If you write more than two functions, you need a package – this will remind you what functions do and how they interact with each other, help you keep track of inputs and outputs, and, if you want to share you code, allow you to do so in a standard format. This module will take us from a few functions to a complete package.
This is the first of two lectures on writing R packages.
Create an R package from scratch!
Rather than jumping into how to organize this material, we’ll start by motivating the need for an R package by revisiting an example from Iteration.
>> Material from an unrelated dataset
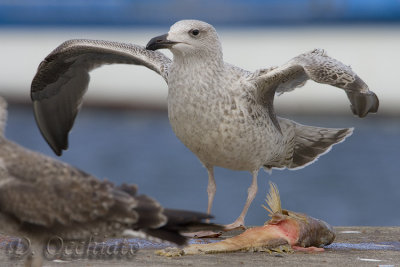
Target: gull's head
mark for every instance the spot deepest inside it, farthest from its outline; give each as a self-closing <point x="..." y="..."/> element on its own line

There, we wrote a short function to simulate data from a simple linear regression; this function returns a data frame containing the sample size and estimated coefficients for the simualted dataset.
sim_mean_sd = function(n, mu = 2, sigma = 3) {
sim_data = tibble(
x = rnorm(n, mean = mu, sd = sigma),
)
sim_data %>%
summarize(
mu_hat = mean(x),
sigma_hat = sd(x)
)
}
You can download an R scripts containing sim_mean_sd
.
We used these functions to examine the properties of the sample mean.
library(tidyverse)
sim_results =
tibble(sample_size = c(30, 60, 120, 240)) %>%
mutate(
output_lists = map(.x = sample_size, ~rerun(1000, sim_mean_sd(n = .x))),
estimate_dfs = map(output_lists, bind_rows)) %>%
select(-output_lists) %>%
unnest(estimate_dfs)
sim_results %>%
mutate(
sample_size = str_c("n = ", sample_size),
sample_size = fct_inorder(sample_size)) %>%
ggplot(aes(x = sample_size, y = mu_hat, fill = sample_size)) +
geom_violin()
It’s really easy to forget what these functions do and how to work with them, even in the space of a couple of weeks. In this case it’s not too bad to look back at the code, but for more complex functions it can be very challenging. That’s why writing packages is helpful.
create_package()
I’ll create a new package skeleton called
example.package
using
usethis::create_package()
.
usethis::create_package("~/Desktop/example.package")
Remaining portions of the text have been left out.